What Has Changed in College Ministry?

Since I started College Ministry in the 70's, a question I am often asked is, "What has changed in these years?". My thoughts and responses will strictly be from a Baptist perspective and I would be interested to hear form other perspectives in the similarities or differences.

1. My first and quick answer is lack of loyalty of students. Formally, if you reached and worked with a student, they would stay with you their whole college career. This was particularly true of students in leadership roles. Now, a student may be very involved as a leader and just go to a different ministry the next year. Many students must almost be re-enlisted each year.

2. When I first began, many of the best known "BSU Directors" nationally were women.

3. Early on there was more emphasis on growth and discipleship and now there Is a greater emphasis on evangelism and missions teams.

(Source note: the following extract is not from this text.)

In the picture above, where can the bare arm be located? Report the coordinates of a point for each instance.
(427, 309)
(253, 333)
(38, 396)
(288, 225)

4. There are fewer weekly events now. The BSU program I was involved in as a student had 8 programs each week....5 Noondays 12:25 to 12:50 Monday thru Friday and 3 night programs 6:00 to 6:30 Monday, Tueaday and Wednesday. When I went to Henderson State as Director, we "only" had 3 programs a week...Monday, Tuesday, Thursday
5:30 to 6:00. It was 10 minutes of music led by a different student each time, 5 minutes of announcements and a speaker for 15 minutes.

5. Today College Ministers are often expected to be speakers. In the 60's and 70's the emphasis was to stay in the background. If you were up front, you were not equipping your students to do the ministry.

6. The "Big Name Speakers" were staffers at NAMB and IMB or one of the Seminaries (Nathan Porter, Ed Seabough, Stan Nelson, Tommy Starks, Grady Nutt) and spoke at the large conferences and on local campuses as part of their job. Later on Charlie Baker was the preminent college speaker while pastoring churches in Oklahoma. Money was not an issue in having them.

7. Church College Ministries were primarily Sunday morning College Sunday School and Sunday night supper and programs at church or in homes.

8. Weekend Revival Teams of 4 or 5 students went to different churches throughout the year leading youth or all church revivals. That's where many led music or preached for the first time. Later, that morphed to traveling Drama Teams and Singing groups primarily for Sunday night services.

Conclusion: College Ministry will always change, adjust and adapt....the point is to be intentional about meeting needs and being what God is leading us to do. Don't change to change and don't stay the same cause, "That's the way we have always done it.".